Seattle resident Ryan Boudinot edits DVDs at Amazon.com to pay the bills, and his debut story collection, The Littlest Hitler, burns with the slick techno jargon of corporate drudgery. "I'm getting a consultation clause into the contract," says Bette in "Bee Beard," talking to coworkers while wearing, as the story's title suggests, a beard of living bees. In typical Boudinot fashion, the other employees have practical concerns regarding the bees ("Aren't they going to miss their hive?" somebody asks), but care little of the philosophical ramifications of such an act. In another story, "The Sales Team," salesmen get away with murder and rape in the name of commerce.

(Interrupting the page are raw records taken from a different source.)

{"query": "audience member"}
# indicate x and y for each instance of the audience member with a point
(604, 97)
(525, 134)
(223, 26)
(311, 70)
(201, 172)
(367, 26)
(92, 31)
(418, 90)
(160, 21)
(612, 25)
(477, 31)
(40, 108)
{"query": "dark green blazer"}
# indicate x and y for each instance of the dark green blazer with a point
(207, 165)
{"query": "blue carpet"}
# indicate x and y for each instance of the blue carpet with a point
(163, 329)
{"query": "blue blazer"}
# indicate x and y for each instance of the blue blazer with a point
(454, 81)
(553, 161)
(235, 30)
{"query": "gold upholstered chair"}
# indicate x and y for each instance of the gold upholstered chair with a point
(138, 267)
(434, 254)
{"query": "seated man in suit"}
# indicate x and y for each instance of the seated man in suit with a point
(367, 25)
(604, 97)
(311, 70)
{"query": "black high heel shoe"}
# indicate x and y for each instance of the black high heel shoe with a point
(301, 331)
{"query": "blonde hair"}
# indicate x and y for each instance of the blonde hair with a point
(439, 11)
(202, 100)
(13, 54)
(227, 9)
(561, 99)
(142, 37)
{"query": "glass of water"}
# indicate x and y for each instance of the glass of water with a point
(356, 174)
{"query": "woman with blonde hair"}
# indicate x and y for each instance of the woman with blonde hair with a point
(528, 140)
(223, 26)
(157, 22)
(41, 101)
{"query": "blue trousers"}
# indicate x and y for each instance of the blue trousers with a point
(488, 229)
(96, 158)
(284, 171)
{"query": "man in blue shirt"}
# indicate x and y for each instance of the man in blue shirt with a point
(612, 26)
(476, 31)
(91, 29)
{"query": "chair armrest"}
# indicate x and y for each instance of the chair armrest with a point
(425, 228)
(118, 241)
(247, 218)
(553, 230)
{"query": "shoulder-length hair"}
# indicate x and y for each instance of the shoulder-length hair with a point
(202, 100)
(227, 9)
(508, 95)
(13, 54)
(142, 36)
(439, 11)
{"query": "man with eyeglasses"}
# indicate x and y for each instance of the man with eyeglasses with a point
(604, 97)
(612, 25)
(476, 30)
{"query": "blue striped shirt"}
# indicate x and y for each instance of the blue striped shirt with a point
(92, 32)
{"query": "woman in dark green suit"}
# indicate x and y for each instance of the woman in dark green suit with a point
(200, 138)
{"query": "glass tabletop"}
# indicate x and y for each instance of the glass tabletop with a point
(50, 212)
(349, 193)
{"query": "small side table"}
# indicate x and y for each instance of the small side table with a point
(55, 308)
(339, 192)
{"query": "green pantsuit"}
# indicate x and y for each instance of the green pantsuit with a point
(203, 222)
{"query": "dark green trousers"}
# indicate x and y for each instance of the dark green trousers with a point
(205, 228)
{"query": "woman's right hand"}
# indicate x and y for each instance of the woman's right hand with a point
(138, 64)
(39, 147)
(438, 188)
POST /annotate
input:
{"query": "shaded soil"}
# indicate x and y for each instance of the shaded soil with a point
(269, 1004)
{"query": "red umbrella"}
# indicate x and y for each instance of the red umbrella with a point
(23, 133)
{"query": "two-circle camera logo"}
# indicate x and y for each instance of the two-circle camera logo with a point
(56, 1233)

In "Contaminant," a lab tech at a pea packing plant is chagrined when his company hires a zombie to work on the production line, certain the undead man will move too slowly for the high-speed rigors of factory life.
Boudinot's gifts lie not in spinning beautiful sentences, but in placing beautifully ordinary details in the thick of extraordinary situations. When he isn't immersed in the business world, he heads for that other mecca of mundanity, suburbia. In the collection's title story, a young boy's father helps him assemble a pitch-perfect Hitler costume for Halloween. The only snag in this excellent plan occurs when the boy gets to school... and finds that one of the girls came as Anne Frank. In "Civilization," a young man is selected by the government to murder his parents as part of his patriotic duty.
Most of the tales in Littlest Hitler are entertaining but weightless, all premise and literary-hip juxtaposition over substance. Only when Boudinot applies his wry pen to the real world do things get resonant. The stunning "So Little Time" follows three boys as they play D&D and work a summer job to save their money for the annual science-fiction fair. A semisweet riff on the hilarious wonders of adolescent geek-speak, the tale manages to culminate in a shocking but plausible wakeup call from the naive dream of childhood innocence, in the process exposing an emotional side of Boudinot that belies his typical reliance on plot-driven gimmickry.